A Shift in Perspective: Embracing Safety Strategy

The alternative to programmatic approaches is to reevaluate the overall safety strategy. It's ironic that organizations with strategic approaches in almost every aspect of business often lack a genuine safety strategy. Strategy begins with envisioning what success looks like—a vision statement tailored to your organization rather than an abstract notion of perfection. Vision statements should inspire and motivate workers, not demotivate them. Defining success in terms of performance rather than simply results, is crucial. Goals like "Zero Accidents" and "Everyone Goes Home Safe" are aspirational but not strategies. Instead, focus on identifying the specific performance factors that will drive those results and determine how to replicate them consistently.

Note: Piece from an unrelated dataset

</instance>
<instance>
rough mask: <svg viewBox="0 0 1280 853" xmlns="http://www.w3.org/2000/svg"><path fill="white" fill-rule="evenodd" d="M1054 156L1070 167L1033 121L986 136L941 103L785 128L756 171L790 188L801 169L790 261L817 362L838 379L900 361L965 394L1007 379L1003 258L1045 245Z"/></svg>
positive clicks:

Strategic thinking opens new possibilities that programmatic approaches tend to overlook. Questions arise regarding who should set the safety strategy, who should execute it in the workplace, what training is necessary, how candidates for new positions should be screened, what communication methods will foster focus, what metrics will provide workers with motivational insights, what kind of safety leadership and management is required, and whether safety should be embedded into the organization or remain a separate department.


Moreover, it's essential to consider the kind of safety culture that will sustain long-term desired performance and the engagement opportunities required to cultivate this culture.


Once a strategy emerges, it may be necessary to assess the current safety culture and identify influential factors. While some argue that assessments should precede strategy development, assessments often highlight problem areas, leading strategy sessions to focus on closing gaps rather than true strategic development. Prioritizing strategy over problem-solving ensures a proactive and preventative approach rather than a reactionary one.


After defining the strategy and assessing the current status, it may be time to revisit programs that were previously dismissed. These programs can now be aligned with the strategic framework rather than solely targeting old problems. Many organizations find that refining existing programs is more effective than adopting new ones.


Lastly, manage the perception of change to prevent overwhelming the workforce. Modifying an existing program may appear less daunting than starting from scratch with something new. Even new programs can be positioned as the next logical step in a progression rather than a complete reset.


Leaders must stay attuned to the evolution of their organizations and recognize that changes in the workforce necessitate corresponding changes in safety efforts. Strategic safety thinking should be driven by leaders who take the lead in prioritizing safety, just as they do with other key organizational values. Safety professionals can provide support, but safety should not be delegated entirely—it is the responsibility of leaders to develop and implement a comprehensive safety strategy.